Analisando os factos do ponto de vista do "homem médio"
(conceito utilizado nos tribunais para designar os cidadãos não licenciados em
Direito), o juiz desembargador Carlos Almeida rejeitou por completo a tese do
Ministério Público. Então um chocolate não pode ser um bem para satisfação
nutricional? Pode: "O ser indispensável para a satisfação da necessidade
nutricional não requer que o alimento seja um bem alimentício de primeira
necessidade. São coisas completamente diferentes. É apenas necessário que se trate
de um alimento". Para o juiz desembargador, o argumento, do procurador,
"a não constituir qualquer resquício de um moralismo injustificado",
introduzia um requisito adicional ao que diz a lei. "Por certo que se em
vez dos cinco chocolates o objeto do crime de furto fossem cinco latas de
conservas, de valor equivalente, não se colocaria a questão", concluiu
Carlos Almeida no acórdão de setembro de 2008. E muito bem: cada um come o que
gosta.
Este tipo de crimes é conhecido nos tribunais como "furto formigueiro",
o qual estava expressamente previsto, por exemplo, no Código Penal de 1982. Mas
se quatro chocolates foram considerados, em Lisboa, como uma necessidade, o
Tribunal da Relação do Porto, em 2006, teve um entendimento diferente
relativamente a outro alimento. Uma vez mais, um homem foi acusado pelo crime
de furto simples. Em causa estavam quatro queijos de vaca (processo 0611764).
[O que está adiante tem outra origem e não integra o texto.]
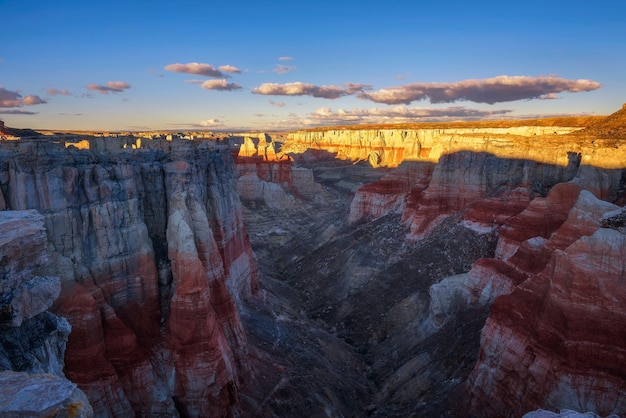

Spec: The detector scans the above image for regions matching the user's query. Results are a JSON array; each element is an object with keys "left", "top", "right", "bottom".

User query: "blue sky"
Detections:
[{"left": 1, "top": 0, "right": 624, "bottom": 131}]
Deduzida a acusação, o juiz de instrução recusou dar andamento ao processo,
argumentando estar em causa o tal valor diminuto do produto do furto e um bem
alimentício.
Também neste caso, o Ministério Público recorreu para o Tribunal da
Relação. E, em abril de 2006, os juízes desembargadores Manuel Moreira, Manuel
Braz e Luís André da Silva alteraram a decisão do colega de primeira instância,
ordenando a realização do julgamento. E declararam: "Não se percebe como é
possível afirmar, sem outros elementos, que quatro queijos de vaca se
destinassem a satisfazer uma necessidade imediata do agente (!?), pois que o
número é perfeitamente desadequado, o que afasta o imediatismo da
necessidade".
Ou seja, se o juiz de Lisboa se estava a borrifar para os diabetes do
arguido, no Porto a justiça tem uma dimensão de saúde pública. Toda a gente
sabe que quatro queijos comidos de enfiada provocam colesterol. E roubar um
banco?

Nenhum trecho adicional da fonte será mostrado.